Some companies may have an inclination to overpromise and underdeliver. Our emphasis was to tell the customers what we could do, keep our promises, be on time, work with them on solutions and get better every single day.

We couldn’t become complacent. Just because we had success the month before didn’t mean we were guaranteed success the next month. I can’t tell you how many phone calls that we get from companies that want to do business with us. But we’re very candid with them. We say we’re really not a good fit at this time.

So as much as you might want to accept new business, part of the key to growing over the long term is to partner with the people that you want to partner with and for the right reasons.

Q: What are the most critical elements in sustaining successful rapid growth?

It’s your people; it’s making sure that your people know and understand what you expect of them. Be clear with people in terms of their reviews; communicate the values of the company tirelessly.

Let them know what your culture stands for. For Central States, it’s safety, simplicity, speed and solutions. I tried to come up with words that everyone would remember. Every once in awhile, I’ll quiz an employee on what the four values are, and they do pretty good. Our values mean something to them.

Q: How do you keep your employees focused on growth?

I give a state-of-the-company address to everyone in the company. I give them feedback on where we were for the past year as compared to our goals, what we focused on in the past year and what we want to focus on for the upcoming year.

Everyone in the company understands what our vision for growth is and how we’re going to get there. It’s not just a once-a-year state of the company. I also do it mid-year, so in the middle of summer, I let them know what our plan was at the start of the year. I give them some feedback in the middle of the year because 12 months is a long time for people to keep everyone focused and on track.

It’s a chance for me to get all of our employees focused on what our goals are for the year and how we’re best going to be able to take care of our customers and meet their needs.

Q: What are the dangers of fast growth?

We know that one of the biggest pitfalls for a company that is growing rapidly is resting on its laurels and becoming complacent. In one of the state-of-the-company presentations a couple of years back, the theme was ‘Think Like an Underdog,’ and this was the theme for our 25th anniversary year.

How do you get a company that’s doing well not to rest on its laurels and not say, ‘We’ve been around for 25 years, we’ll be around another 25 years?’ I said, ‘You know what? The marketplace right now is Darwinian — it’s survival of the fittest; it’s adapt or get left behind. I said, ‘Even though we’re 25 years old, think like we’re in business for the first year.’

So how do you communicate that edge? How you live that on a daily basis is you remind them not to take anything for granted. We’ve still got to earn the profits for the company.

Q: How do you keep growth from overwhelming your ability to keep up?
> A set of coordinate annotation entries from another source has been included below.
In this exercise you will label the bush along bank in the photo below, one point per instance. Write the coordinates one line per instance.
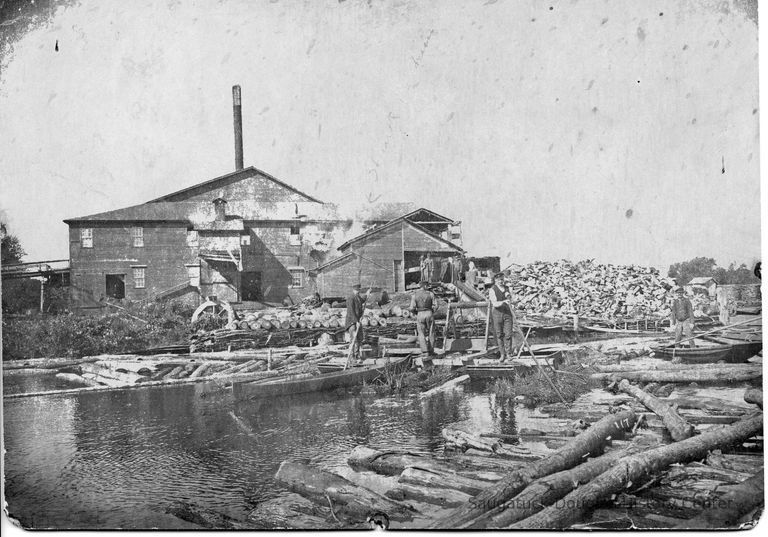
(137, 326)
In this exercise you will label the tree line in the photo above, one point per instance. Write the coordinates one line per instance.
(685, 271)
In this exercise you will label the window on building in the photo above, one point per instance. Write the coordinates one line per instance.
(137, 234)
(86, 237)
(115, 285)
(193, 272)
(297, 277)
(295, 237)
(139, 280)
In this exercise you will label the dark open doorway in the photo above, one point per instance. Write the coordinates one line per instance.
(250, 286)
(116, 285)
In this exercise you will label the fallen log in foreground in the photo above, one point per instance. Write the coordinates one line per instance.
(754, 396)
(726, 373)
(442, 497)
(726, 512)
(589, 442)
(573, 507)
(393, 463)
(678, 428)
(547, 490)
(341, 495)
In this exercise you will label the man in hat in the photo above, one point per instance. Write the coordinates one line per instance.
(501, 315)
(682, 317)
(422, 304)
(353, 324)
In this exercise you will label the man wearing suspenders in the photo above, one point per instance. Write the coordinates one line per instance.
(501, 315)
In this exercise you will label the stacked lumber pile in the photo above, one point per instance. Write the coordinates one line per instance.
(592, 290)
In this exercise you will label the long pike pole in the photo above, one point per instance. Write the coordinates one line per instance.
(718, 329)
(541, 369)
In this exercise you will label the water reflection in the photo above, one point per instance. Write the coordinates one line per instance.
(122, 459)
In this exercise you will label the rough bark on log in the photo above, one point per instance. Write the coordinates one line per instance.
(739, 501)
(291, 512)
(393, 463)
(678, 428)
(724, 374)
(754, 396)
(738, 463)
(546, 490)
(664, 366)
(426, 478)
(448, 385)
(71, 377)
(464, 441)
(634, 469)
(354, 501)
(431, 495)
(589, 442)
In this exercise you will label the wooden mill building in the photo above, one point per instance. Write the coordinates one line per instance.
(247, 237)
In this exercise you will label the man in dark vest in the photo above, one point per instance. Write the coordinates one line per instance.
(353, 324)
(501, 315)
(682, 317)
(422, 304)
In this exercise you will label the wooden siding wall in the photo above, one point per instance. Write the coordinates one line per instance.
(165, 254)
(373, 263)
(256, 188)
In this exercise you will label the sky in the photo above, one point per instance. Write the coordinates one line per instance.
(619, 130)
The key thing for a mid-sized family business is we’re looking for the long-term relationships. Maybe sometimes with a public company, you’ll read how they’ll jack up quarterly earnings, or you’ll get a CEO who will pursue a very short-term strategy to jack up the stock price.

Even though you’re in the fast lane, you want to focus on being of long-term value to your customers. If you ever feel at any given time that this rapid growth isn’t working, have a cooling-off period; there’s nothing wrong with that. You owe it to your customers that you already have to take care of them.

If you’re growing too fast where you’re not taking care of your current customers — the top line can go up and down. It doesn’t have to be growing by double digits every year.